Reputation: 7994
Here is my dataframe which called df
University Subject Colour
Melb Math Red
English Blue
Sydney Math Green
Arts Yellow
English Green
Ottawa Med Blue
Math Yellow
Both University and Subject are the index key for this dataframe
when I do this
print(df.to_dict('index'))
I get
{(Melb, Math): {'Colour': Red}, (Melb, English): {'Colour': Blue}, ...
When I do this
print(df["Colour"])
I get this
University Subject Colour
Melb Math Red
English Blue
Sydney Math Green
Arts Yellow
English Green
Ottawa Med Blue
Math Yellow
When I do
print(df["University"])
I get an error
KeyError: 'University'
What I want is a way to read each value separately
I want to read the University and another read for Subject and a third for the Colour
How to do that?
Upvotes: 1
Views: 292
Reputation: 484
A quicker way to do this is by using python's zip function, this method will be significantly faster than manually running a for loop.
university_list = list(zip(*df.index))[0]
subject_list = list(zip(*df.index))[1]
colour_list = list(df['Colour'])
index_list = list(zip(*df.index))
Output:
[('Melb','Sydney','Ottawa'),('Math','English','Math','Arts',...)]
You will get a list of tuples where each tuples will be relating to an index column.
(columns will be in Left to Right order: such as 1st index-column will be the first tuple, 2nd index-column will be the second tuple and so on!)
Now, to get the Separate Index Column Lists you can simply do,
Universities = list(index_list[0]) #this will give you separate list for university ('Melb','Sydney','Ottawa')
Subjects = list(index_list[1]) #this will give you separate list for Subjects ('Math','English','Math','Arts',...)
You can do this by simply doing,
column_data = list(df['column_name'])
#which in your case will be
colour_list = list(df['Colour'])
Now, Imagine a case where you need the whole Dataframe as a list of Tuples where each tuple will have data of a column. (Index columns included)
The list will look something like,
[(Col-1_data, ,...),(Col-2_data, ,...),...]
To achieve something like this you will have to reset the indexes, Fetch the data and set indexes again. Below code will do the task,
index_names = list(df.index.names) #saving current indexes so that we can reassign them later.

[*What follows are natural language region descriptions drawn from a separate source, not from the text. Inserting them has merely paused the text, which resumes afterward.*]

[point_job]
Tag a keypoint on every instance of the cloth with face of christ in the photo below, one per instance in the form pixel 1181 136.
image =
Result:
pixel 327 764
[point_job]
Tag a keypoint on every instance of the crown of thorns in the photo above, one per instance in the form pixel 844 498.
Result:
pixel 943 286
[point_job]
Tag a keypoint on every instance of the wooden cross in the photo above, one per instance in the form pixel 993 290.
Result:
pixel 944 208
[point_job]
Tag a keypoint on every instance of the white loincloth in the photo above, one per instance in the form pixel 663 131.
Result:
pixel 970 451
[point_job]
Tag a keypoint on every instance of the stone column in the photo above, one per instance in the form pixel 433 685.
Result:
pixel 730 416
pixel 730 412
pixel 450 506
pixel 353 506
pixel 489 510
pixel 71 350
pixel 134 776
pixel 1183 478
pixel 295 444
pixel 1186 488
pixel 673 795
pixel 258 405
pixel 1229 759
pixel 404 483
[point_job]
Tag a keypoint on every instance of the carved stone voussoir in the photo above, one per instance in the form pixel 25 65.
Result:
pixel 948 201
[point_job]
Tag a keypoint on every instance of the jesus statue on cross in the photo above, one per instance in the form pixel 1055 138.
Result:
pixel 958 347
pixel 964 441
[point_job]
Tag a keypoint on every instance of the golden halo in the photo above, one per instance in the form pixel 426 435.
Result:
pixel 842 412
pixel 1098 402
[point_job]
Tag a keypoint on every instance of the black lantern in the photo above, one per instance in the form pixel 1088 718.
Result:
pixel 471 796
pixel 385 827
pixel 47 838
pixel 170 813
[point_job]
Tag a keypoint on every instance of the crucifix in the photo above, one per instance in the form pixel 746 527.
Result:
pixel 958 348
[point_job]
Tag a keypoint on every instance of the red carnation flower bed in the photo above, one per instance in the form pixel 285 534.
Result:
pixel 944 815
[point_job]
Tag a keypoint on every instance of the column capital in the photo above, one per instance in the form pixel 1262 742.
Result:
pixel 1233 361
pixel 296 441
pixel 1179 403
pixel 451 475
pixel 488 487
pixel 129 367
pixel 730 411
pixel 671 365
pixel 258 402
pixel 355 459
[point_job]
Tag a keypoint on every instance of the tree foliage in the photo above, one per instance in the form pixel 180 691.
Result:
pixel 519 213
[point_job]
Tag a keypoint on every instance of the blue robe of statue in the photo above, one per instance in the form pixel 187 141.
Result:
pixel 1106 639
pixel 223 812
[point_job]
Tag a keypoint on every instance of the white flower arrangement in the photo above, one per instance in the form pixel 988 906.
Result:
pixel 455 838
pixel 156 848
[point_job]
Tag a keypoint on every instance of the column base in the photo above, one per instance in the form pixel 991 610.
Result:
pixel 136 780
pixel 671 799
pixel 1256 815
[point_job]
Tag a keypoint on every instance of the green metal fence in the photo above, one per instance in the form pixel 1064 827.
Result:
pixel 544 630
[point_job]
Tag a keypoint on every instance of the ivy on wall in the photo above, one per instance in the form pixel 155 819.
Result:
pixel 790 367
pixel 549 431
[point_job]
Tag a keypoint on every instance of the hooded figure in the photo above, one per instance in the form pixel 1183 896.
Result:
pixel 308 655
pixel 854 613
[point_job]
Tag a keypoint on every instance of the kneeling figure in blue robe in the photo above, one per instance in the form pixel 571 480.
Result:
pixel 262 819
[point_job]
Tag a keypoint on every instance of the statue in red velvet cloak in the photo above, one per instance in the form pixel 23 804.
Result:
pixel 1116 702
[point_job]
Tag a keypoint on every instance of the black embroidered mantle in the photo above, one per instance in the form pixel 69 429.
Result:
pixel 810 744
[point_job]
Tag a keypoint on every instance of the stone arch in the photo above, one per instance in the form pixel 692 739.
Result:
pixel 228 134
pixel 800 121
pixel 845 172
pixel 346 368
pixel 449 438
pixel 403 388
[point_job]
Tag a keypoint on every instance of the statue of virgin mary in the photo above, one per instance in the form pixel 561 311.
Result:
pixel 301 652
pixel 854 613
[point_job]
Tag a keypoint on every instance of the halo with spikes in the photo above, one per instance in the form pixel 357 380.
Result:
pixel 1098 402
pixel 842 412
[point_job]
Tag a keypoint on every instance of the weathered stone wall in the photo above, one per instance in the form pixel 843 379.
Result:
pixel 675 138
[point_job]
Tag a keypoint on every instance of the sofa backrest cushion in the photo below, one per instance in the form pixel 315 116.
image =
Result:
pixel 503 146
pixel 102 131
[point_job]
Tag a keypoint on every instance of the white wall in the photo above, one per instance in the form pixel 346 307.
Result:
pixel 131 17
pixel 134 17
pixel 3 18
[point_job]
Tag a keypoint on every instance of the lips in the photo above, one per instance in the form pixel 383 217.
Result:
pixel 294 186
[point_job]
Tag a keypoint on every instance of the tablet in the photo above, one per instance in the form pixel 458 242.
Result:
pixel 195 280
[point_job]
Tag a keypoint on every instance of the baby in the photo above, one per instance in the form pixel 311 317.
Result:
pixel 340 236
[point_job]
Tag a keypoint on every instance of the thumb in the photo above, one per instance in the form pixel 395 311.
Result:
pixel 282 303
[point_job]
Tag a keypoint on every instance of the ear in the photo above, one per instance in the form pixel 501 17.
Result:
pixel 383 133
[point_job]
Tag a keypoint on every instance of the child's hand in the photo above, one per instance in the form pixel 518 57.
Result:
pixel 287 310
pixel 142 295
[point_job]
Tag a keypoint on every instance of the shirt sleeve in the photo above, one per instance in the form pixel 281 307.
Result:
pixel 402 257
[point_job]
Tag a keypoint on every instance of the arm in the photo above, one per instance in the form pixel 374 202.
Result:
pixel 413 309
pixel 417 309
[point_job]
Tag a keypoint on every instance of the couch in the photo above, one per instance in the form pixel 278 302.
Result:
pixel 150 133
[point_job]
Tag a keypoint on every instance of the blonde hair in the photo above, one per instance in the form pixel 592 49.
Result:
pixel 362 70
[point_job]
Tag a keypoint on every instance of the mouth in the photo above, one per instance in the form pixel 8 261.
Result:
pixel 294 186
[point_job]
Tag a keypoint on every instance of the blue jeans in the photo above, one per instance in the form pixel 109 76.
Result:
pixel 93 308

df.reset_index(inplace = True)
dataframe_raw_list = df.values.tolist() #This will be a list of tuples where each tuple is a row of dataframe
df.set_index(index_names, inplace = True)
dataframe_columns_list = list(zip(*dataframe_raw_list)) #This will be a list of tuples where each tuple is a Column of dataframe
Output:
[(Col-1_data, ,...),(Col-2_data, ,...),...]
Upvotes: 6
Reputation: 10624
You can get the first level of your index ('University') with this:
[i[0] for i in df.index]
Similarly for the second level ('Subject')
[i[1] for i in df.index]
Also, if you want to just get the values of 'Colour' column, you can do it with:
list(df['Colour'])
Upvotes: 1